Désarmé par tant de générosité, Caldas lui promit de rester dans l’administration.

À ce moment Romain entendit des rires étouffés dans le corridor, et dans la pénombre il aperçut un groupe qui se tenait les côtes.

C’étaient les bons petits camarades de bureau. Ils s’étaient bien gardés de lui apprendre cette retenue du premier mois, afin d’avoir l’agréable spectacle de sa consternation ; et l’événement avait dépassé leur attente.

C’est une mystification qu’à l’Équilibre on réserve toujours à l’innocence du surnuméraire.

Un nouveau personnage apparut tout essoufflé. C’était l’aimable Sansonnet.

Ce bon jeune homme, qui venait de toucher ses appointements, avait couru au bureau de Caldas pour l’inviter à dîner.

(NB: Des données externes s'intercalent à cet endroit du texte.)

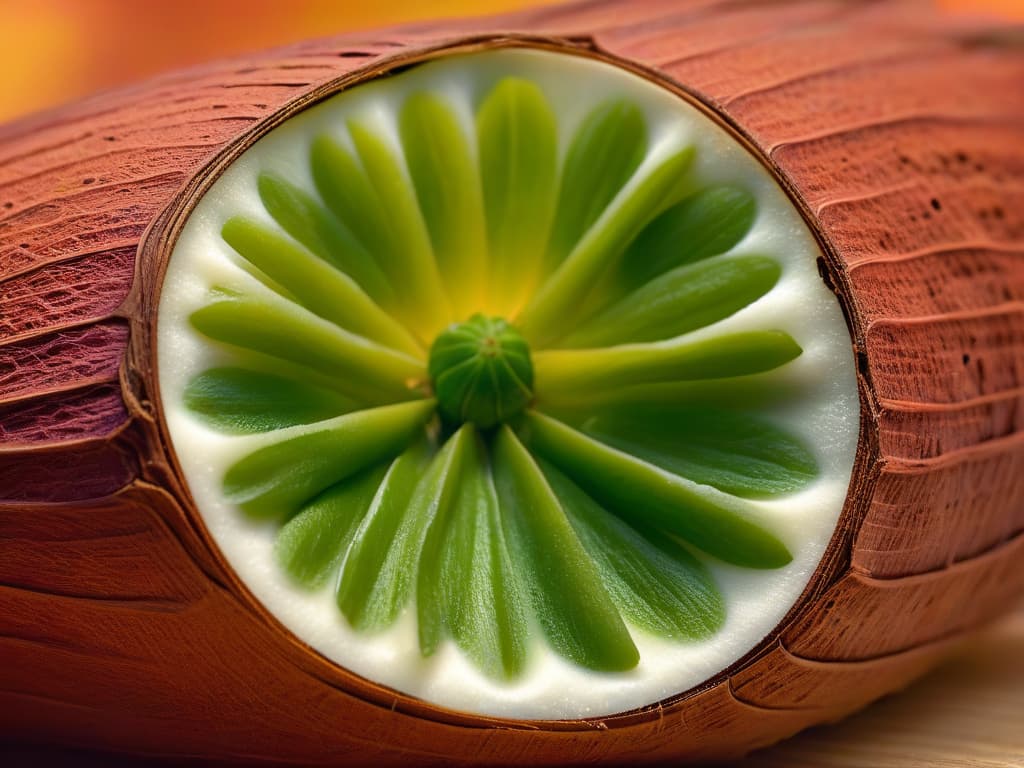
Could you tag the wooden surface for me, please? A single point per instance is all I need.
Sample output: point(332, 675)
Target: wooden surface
point(122, 628)
point(966, 714)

Ayant su qu’il était avec une actrice, il avait pris ses maigres jambes à son cou pour ne pas manquer cette bonne fortune de dîner avec une femme de théâtre.

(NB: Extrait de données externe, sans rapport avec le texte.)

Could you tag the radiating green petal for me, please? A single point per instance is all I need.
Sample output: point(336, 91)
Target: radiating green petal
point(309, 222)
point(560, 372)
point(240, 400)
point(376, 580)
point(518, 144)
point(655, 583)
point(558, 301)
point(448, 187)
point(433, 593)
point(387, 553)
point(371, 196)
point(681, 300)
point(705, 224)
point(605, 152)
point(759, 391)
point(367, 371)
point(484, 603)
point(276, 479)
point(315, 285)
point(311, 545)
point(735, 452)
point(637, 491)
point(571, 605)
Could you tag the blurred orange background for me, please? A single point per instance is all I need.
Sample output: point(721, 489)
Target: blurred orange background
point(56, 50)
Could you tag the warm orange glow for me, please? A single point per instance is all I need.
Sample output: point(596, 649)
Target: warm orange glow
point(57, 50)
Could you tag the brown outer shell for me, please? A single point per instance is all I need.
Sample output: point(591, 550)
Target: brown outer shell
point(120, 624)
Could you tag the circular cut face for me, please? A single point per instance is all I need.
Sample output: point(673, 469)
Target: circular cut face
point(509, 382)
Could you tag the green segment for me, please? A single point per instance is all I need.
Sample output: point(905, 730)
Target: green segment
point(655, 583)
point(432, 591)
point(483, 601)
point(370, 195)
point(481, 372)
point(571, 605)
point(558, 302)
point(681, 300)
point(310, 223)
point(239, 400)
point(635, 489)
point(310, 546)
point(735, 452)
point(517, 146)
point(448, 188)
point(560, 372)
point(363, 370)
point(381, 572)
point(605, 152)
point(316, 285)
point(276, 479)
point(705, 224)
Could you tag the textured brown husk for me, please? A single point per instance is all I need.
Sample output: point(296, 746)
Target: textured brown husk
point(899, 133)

— Je vous emmène, dit-il à Caldas.

— Je ne puis, répondit celui-ci ; je suis avec madame et ces messieurs, M. Greluchet, un de nos critiques éminents, et monsieur…

— Mais j’espère, interrompit Sansonnet, que madame et ces messieurs me feront l’honneur d’accepter mon invitation.

Tout le monde accepta, et Sansonnet, ravi de dîner avec tant de gens de lettres, prit le bras du tailleur pour se rendre au restaurant.